The due road for Chinese companies to development

1 Taking advantage of specialty of Chinese companies

Mr Yao from shanghai-digital information and technology Co., Ltd (www.shanghai-digital.com) analyses:

“The Chinese companies should optimize our production-making strength, especially our engineers’ advantage in arithmetic, science of computing, and develop products with special features, including built-in ones. We hold strong attraction to the American market in information security and finance management software products, the key point is how to better cooperate with American companies.”

2 Creating a better environment

To boost infrastructure, the government aims to encourage the building of national offshore software development bases around China. At present, a total of six bases have been built, including the Beijing Zhongguancun High-Tech Park, Shenzhen Software Park, Xi`an Software Park, Dalian Software Park, Shanghai Pudong Software Park, and Suzhou Software Park. The number of bases is expected to increase in the next few years, which implies the Chinese government will continue to support suppliers and their efforts to export overseas.

Besides the unremitting efforts on IP rights protection, Chinese government has provided strong policy support for the IT industry. On a national level, the policy includes a 30% annual growth target for software revenues and exports, investment in R&D to support the development of the IT industry, the creation of software parks and specific software regions, and provision of tax benefits. Currently, the western regions enjoy preferential tax treatments. The Chinese government will surely offer more policy support to drive this industry.

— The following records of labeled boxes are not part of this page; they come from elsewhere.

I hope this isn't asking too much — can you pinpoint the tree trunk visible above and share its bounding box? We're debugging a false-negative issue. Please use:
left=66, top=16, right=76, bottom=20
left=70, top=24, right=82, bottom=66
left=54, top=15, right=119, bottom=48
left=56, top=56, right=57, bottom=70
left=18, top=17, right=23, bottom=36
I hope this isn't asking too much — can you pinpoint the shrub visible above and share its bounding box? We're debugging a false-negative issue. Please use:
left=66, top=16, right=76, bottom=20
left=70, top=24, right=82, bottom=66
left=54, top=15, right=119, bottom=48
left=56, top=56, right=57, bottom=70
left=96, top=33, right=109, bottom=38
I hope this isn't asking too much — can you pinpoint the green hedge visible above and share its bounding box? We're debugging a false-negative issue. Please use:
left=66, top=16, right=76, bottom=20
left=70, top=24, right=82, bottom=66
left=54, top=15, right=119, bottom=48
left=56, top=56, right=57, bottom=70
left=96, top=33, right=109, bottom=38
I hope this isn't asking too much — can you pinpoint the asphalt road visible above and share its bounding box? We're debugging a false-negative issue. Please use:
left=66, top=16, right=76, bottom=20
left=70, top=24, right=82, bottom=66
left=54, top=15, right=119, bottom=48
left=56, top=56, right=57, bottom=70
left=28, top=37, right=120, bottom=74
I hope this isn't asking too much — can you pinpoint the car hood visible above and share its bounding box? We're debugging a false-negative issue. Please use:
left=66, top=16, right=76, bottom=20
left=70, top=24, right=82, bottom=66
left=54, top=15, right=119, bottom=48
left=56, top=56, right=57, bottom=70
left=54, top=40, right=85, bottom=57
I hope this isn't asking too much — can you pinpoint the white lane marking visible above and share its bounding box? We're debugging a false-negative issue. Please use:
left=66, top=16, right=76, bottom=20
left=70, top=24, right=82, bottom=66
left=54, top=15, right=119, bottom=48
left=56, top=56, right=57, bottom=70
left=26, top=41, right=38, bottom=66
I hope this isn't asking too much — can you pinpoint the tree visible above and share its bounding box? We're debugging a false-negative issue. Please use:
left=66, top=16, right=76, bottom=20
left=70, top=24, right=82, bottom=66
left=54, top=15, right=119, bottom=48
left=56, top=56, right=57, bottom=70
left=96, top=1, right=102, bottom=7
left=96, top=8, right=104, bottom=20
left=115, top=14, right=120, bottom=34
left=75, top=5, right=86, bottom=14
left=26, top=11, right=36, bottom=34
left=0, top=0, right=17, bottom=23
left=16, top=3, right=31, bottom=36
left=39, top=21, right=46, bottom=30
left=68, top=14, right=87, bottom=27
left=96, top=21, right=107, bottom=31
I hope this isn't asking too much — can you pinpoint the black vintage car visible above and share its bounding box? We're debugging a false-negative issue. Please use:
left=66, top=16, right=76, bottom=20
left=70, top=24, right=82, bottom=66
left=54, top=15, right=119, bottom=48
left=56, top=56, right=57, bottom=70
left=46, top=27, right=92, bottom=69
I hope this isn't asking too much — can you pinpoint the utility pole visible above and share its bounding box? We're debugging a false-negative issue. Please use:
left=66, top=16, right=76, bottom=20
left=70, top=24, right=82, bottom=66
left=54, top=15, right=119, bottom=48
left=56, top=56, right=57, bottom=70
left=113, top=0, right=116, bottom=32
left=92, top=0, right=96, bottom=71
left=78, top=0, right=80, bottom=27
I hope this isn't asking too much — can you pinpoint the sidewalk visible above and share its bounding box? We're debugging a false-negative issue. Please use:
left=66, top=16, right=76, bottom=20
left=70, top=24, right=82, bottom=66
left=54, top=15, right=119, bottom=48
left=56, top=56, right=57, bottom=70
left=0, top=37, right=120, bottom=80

3 Getting in closer touch with the end-users.

To most of the Chinese companies, no matter the beyond soft or shanghai-digital, they often stay at the “sub-contracted” position, their projects are outsourced by TCS、Infosys、Wipro companies.

Mr. Yao from shanghai-digital information and technology Co., Ltd (www.shanghai-digital.com) analyses:“if we can’t meet the end-users, we will be at the not favorable position. For the Chinese companies, they should expand the marketing capability. While offshore development centers can offer the chance to keep in close contact with the end-users.”

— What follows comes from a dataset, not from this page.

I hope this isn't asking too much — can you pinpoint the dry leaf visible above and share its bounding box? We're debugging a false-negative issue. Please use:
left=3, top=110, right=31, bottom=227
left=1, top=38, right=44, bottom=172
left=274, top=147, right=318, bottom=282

4 Making the use of the advanced management experience and skills

This challenge should dissipate over time as more and more Chinese nationals return from overseas bringing with them the necessary management skills gained while working at US or European companies. Some of the Chinese IT services companies have also started to conduct management training programs that are focused on improving employees “softer” skills such as accountability, initiative, curiosity, business perspective, effective communications, team building and appropriate business conduct. In the future, more“homegrown” managers can be expected to

Effectively handle local employees while at the same time successfully dealing with Western customers.

5 Strengthening the ability of software engineers

Basically, the Chinese software engineers have strong theory knowledge, and quick-learning ability, the urgent thing for them is to improve their practice ability, from creating code conventions, estimating the workforce, to making a plan, launching quality system.

Mr. Yao (www.shanghai-digital.com)points out:“the Chinese engineers have strong coding or testing capability, But as far as requirement analysis and architecture design, there is still a long way for them to go.”

6 Mergers and Acquisitions

The growth of the outsourcing industry will force Chinese software and back-office companies to increasingly seek scale as a means to effectively compete. As a result, the consultancy expects a string of mergers and acquisitions in the coming year, as well as a number of stock-market listings by BPO firms.

7 Encouraging “go-out” policy

The Chinese government supports some companies to set up brand companies in US and look for partners, which is very useful for thoes companies to make a clear understanding of the end-user`s real needs and explore the outsourcing market.

Finally Mr. Yao says:“Although cost is very important, the most crucial factor to success is trust. Once you establish good reputation and trust-worthy image, you broaden your friends circle, and know their decision-making process.”